An abnormal imagination? I follow some 200 blogs plus countless amounts of “knowledge” about all possible topics concerning marketing, communication and more every day on the social platforms I use. In doing so I experience these three things over and over again:

  1. I will never know everything about a particular topic. Too much new knowledge is added to it daily. And I’m interested in too many topics. So I always take every decision and commit myself to every viewpoint on the basis of insufficient “knowledge”.
  2. I can only rarely be certain that the knowledge that I take on in Descartes’ fashion is provable. My knowledge shapes itself in comparison to the various opinions and views of others. And always on a daily basis. New opinions change my view like the colour mosaic pieces in my childhood kaleidoscope, which changed every time I shook it.
  3. The stacked up and retained “paper knowledge” always starts to totter especially violently when ideas and visions appeal not only to my rational understanding but also to my sensory imagination.

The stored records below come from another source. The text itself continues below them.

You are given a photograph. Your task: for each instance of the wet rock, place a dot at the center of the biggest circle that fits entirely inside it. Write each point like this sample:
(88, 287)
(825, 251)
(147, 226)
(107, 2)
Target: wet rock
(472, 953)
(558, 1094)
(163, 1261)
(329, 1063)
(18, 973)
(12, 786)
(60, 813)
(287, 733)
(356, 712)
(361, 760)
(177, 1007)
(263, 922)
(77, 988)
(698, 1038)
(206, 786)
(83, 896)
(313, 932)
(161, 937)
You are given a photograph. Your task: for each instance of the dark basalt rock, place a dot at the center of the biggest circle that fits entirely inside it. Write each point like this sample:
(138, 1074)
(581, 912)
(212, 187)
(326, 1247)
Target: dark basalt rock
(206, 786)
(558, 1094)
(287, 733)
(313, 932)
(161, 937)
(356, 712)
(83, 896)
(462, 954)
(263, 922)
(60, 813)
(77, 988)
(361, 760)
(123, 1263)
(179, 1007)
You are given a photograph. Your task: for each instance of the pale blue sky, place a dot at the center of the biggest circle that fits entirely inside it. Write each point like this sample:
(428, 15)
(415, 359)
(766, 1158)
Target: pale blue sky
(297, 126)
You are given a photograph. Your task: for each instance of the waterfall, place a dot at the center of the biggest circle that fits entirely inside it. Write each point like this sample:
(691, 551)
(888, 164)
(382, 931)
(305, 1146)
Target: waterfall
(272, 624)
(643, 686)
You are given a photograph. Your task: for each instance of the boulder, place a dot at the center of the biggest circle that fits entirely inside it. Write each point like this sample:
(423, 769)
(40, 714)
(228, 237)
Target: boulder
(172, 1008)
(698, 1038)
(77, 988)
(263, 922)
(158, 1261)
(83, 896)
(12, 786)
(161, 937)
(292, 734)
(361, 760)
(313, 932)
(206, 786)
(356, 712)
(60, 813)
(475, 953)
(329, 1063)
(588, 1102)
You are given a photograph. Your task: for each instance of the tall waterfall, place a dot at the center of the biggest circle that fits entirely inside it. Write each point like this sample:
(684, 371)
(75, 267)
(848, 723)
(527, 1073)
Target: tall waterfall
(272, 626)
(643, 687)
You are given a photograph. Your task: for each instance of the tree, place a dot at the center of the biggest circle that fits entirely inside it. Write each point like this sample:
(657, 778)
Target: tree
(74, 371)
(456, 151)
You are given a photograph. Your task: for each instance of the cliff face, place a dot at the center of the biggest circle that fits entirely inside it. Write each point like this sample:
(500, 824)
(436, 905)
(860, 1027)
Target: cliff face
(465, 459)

I would be happy to possess the “abnormal faculty of imagination” of Athanasius Kircher, in order to use it to evaluate the incoming knowledge and be able to formulate new insights from out of the crowd and complexity. In times of a surplus of information, and therefore potential knowledge, we need less skill to justify the “excess” rationally as well. Instead we need to establish many more “abnormal imagination” nexuses, in order to let in new experiences and insights on a daily basis and to recognise the value of ideas and visions. Knowledge as a beta-version, constantly subject to the reality test, always ready to correct itself through new insights and to be revised. We need more recognition that imagination is more important than knowledge. Or to put it another way: more Kircher, less Descartes!